Kata agamawan, jika perubahan yang penuh makna menuju kebaikan tidak menampakkan diri, maka transformasi menuju kembali suci menjadi sia-sia belaka. Indonesia akan tetap terjebak dalam kehidupan yang becek penuh lumpur hitam akibat korupsinya makin merajalela.

Lebaran dan mudik hanya simbol pesta rakyat, tak mempunyai nilai ibadah apa- apa. Padahal tradisi mudik dan open house yang digelar para petinggi negeri ini diharapkan menjadi wadah untuk membangun suasana baru demi tercipta Indonesia yang kembali suci.

Indonesia yang bebas KKN, bebas konflik dan perseteruan politik serta konflik sosial karena sudah bermaaf-maafan penuh persaudaraan. Perubahan yang bersifat fondamental ternyata tidak mudah dilakukan. Ajakan kembali ke fitrah jika hanya dilakukan secara seremonial yang kolosal memang tidak bernakna apa-apa, kecuali hanya nampak artifisial saja. Perubahan itu memang harus dimulai dari diri sendiri. Dari rumah kita masing-masing, dari Senayan dimana wakil rakyat berkantor dan dari istana presiden dan istana wakil presiden.

Juga harus dimulai dari pribadi-pribadi di kantor lembaga negara yang lain dan lembaga penegak hukum. Kembali ke fitroh harus terjadi pada para kepala daerah dan anggota DPRD dan seluruh jajaran birokrasi pemerintah, baik di pusat maupun di daerah.

Kembali ke suci pada akhirnya menjadi tanggungjawab pribadi masing-masing. Berpacu meraih kebajikan dan kebaikan adalah langkah kita bersama untuk membawa Indonesia yang lebih baik.

Berpacu melawan keburukan juga merupakan langkah besar yang harus kita lakukan bersama agar kita selamat dunia dan akhirat. Gosip dan ocehan yang bersifat provokatif, apinya harus dimatikan agar kita bebas dari ancaman runtuhnya kebersamaan dan keberagaman. Pelangi di matamu adalah indah. Jika pelangi itu sirna dari pandangan kita, maka sirnalah pula keindahan.

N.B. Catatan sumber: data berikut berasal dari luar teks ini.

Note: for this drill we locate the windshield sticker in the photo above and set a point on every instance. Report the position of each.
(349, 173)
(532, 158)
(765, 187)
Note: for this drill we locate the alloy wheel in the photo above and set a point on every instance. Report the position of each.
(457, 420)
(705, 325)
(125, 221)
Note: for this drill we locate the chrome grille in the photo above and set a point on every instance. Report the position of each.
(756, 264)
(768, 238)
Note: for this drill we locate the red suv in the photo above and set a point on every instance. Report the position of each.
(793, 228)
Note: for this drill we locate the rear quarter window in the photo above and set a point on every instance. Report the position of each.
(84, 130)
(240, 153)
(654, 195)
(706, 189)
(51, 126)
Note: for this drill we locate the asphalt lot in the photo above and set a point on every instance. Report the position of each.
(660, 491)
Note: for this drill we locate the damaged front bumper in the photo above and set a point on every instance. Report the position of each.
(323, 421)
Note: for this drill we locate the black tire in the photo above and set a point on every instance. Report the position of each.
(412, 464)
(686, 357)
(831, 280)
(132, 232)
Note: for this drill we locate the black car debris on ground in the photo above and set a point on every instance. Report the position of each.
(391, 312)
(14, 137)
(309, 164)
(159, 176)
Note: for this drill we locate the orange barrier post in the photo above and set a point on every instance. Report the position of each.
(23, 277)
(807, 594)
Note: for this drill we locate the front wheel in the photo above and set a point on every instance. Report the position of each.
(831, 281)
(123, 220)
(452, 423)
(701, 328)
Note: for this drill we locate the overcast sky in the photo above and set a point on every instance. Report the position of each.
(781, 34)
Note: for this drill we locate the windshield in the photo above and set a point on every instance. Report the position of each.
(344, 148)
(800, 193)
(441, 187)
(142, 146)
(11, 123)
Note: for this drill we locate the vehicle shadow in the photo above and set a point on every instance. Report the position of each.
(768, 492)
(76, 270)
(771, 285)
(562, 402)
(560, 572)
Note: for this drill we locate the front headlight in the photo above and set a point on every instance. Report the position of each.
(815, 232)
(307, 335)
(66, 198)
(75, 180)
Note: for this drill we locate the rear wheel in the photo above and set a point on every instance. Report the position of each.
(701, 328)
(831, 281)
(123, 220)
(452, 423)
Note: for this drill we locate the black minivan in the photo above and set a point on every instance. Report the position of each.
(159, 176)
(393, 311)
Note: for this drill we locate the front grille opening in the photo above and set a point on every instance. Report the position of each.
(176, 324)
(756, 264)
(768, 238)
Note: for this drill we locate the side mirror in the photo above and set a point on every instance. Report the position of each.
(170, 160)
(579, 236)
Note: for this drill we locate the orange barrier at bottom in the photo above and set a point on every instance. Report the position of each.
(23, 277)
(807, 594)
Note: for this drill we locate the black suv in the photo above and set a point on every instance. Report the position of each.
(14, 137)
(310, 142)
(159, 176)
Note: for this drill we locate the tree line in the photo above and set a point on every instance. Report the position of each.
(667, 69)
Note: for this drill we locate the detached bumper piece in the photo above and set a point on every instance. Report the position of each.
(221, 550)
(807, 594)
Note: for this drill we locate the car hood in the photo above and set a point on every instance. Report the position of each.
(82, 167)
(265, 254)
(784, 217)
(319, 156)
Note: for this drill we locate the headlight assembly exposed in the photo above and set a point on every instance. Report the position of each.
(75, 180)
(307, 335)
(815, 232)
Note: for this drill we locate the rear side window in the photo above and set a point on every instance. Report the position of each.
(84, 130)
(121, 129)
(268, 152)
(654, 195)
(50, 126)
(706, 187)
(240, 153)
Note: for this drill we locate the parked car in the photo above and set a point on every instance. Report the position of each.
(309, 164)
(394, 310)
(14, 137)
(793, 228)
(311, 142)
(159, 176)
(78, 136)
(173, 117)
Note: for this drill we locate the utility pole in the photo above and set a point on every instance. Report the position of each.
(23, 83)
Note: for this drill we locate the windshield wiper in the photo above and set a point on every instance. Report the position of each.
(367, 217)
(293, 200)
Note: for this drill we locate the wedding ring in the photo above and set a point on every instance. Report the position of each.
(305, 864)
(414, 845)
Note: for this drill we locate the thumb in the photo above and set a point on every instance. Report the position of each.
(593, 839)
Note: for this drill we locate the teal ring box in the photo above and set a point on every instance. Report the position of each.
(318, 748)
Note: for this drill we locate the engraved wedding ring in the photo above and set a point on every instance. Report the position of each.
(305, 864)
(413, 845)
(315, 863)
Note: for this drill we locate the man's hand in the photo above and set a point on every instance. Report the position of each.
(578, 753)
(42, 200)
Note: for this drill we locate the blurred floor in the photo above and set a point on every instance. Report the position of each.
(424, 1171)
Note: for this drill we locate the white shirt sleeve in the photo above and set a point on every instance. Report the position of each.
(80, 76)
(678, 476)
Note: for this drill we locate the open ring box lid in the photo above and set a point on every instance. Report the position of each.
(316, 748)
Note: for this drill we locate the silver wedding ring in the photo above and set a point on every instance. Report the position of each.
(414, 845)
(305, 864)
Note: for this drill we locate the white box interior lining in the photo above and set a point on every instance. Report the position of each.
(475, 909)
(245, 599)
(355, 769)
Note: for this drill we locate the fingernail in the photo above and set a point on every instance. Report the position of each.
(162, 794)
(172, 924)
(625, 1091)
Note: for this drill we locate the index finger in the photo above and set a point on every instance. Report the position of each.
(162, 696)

Indonesia yang kita banggakan harus dipimpin oleh tokoh-tokoh yang mampu membawa posisi Indonesia kuat secara moral dan kuat pula secara spiritual, emosional dan material agar bisa saling berbagi membantu mereka yang belum beruntung dan saling memberikan pembelajaran.

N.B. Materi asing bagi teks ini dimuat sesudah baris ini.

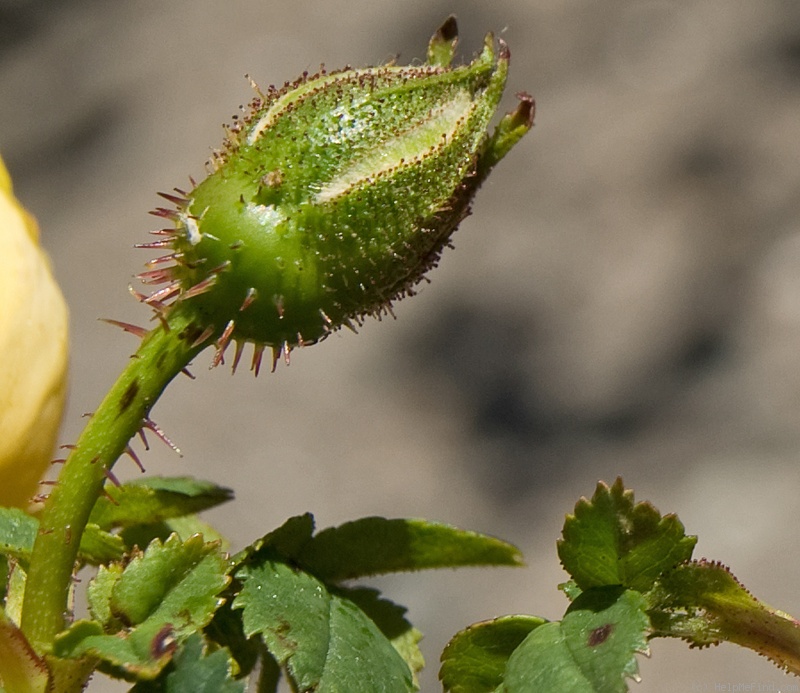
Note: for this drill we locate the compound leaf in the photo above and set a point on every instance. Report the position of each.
(612, 541)
(475, 660)
(323, 639)
(592, 650)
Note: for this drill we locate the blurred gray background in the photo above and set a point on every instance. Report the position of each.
(625, 299)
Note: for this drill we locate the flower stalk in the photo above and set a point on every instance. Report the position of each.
(163, 353)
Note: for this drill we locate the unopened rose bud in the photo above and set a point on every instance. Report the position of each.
(333, 196)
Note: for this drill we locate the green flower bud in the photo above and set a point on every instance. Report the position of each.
(333, 196)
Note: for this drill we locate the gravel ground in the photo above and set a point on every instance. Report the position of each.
(625, 299)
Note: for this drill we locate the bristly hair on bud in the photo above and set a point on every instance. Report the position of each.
(332, 197)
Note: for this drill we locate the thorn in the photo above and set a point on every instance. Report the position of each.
(156, 276)
(157, 298)
(237, 355)
(154, 245)
(110, 476)
(109, 497)
(162, 319)
(279, 305)
(222, 344)
(200, 288)
(204, 335)
(178, 201)
(129, 451)
(149, 423)
(164, 213)
(127, 327)
(258, 353)
(142, 298)
(252, 295)
(164, 258)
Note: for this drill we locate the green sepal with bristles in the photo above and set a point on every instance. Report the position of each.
(335, 195)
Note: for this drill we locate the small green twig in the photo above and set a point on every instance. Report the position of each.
(163, 353)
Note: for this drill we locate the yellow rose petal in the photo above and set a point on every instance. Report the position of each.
(33, 352)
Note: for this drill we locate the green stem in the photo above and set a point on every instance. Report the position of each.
(163, 353)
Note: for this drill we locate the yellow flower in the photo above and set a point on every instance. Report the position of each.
(33, 352)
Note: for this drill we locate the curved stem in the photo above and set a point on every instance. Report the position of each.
(163, 353)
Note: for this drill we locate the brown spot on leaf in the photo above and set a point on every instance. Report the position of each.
(599, 635)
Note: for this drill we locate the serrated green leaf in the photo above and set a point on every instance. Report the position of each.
(390, 618)
(17, 533)
(226, 630)
(160, 598)
(155, 499)
(194, 671)
(704, 603)
(375, 545)
(21, 669)
(592, 650)
(325, 642)
(99, 547)
(125, 656)
(176, 582)
(612, 541)
(475, 660)
(185, 527)
(98, 595)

Kita di Indonesia termasuk bangsa yang banyak mendapatkan kucuran berkah dari Sang Pencipta berupa bumi yang subur dan air yang berlimpah. Indonesia adalah salah satu negara yang kaya sumber daya alam.

Diberkahi sebagai negara paling besar di dunia memiliki sumber daya hayati. Karena itu, wajib diolah dan dikelola secara benar dan bertanggungjawab untuk kemaslahatan bersama. Kita sangat merindukan kedamaian dan persaudaraan. Kita mendambakan Indonesia yang bermoral, beradab dan lestari karena para pemimpinnya terbebas dari kerakusan dan kerusakan moral.

Kita akan kembali suci, manakala kita selalu memohon ampun dan bertobat kepada Tuhan tanpa pernah dibatasi oleh ruang dan waktu. Semoga Indonesia menjadi salah satu bangsa dan negara di dunia yang berhasil mengelola warisan dan titipan Tuhan kepada kita karena kita amanah dan jujur.

Kita mampu menjadi pribadi yang bersih. Mampu bertutur kata yang santun dalam membangun kebajikan dan kebaikan, sehingga negeri ini menjadi makmur yang berkeadilan. Mohon maaf lahir batin. (penulis adalah pemerhati masalah sosial ekonomi).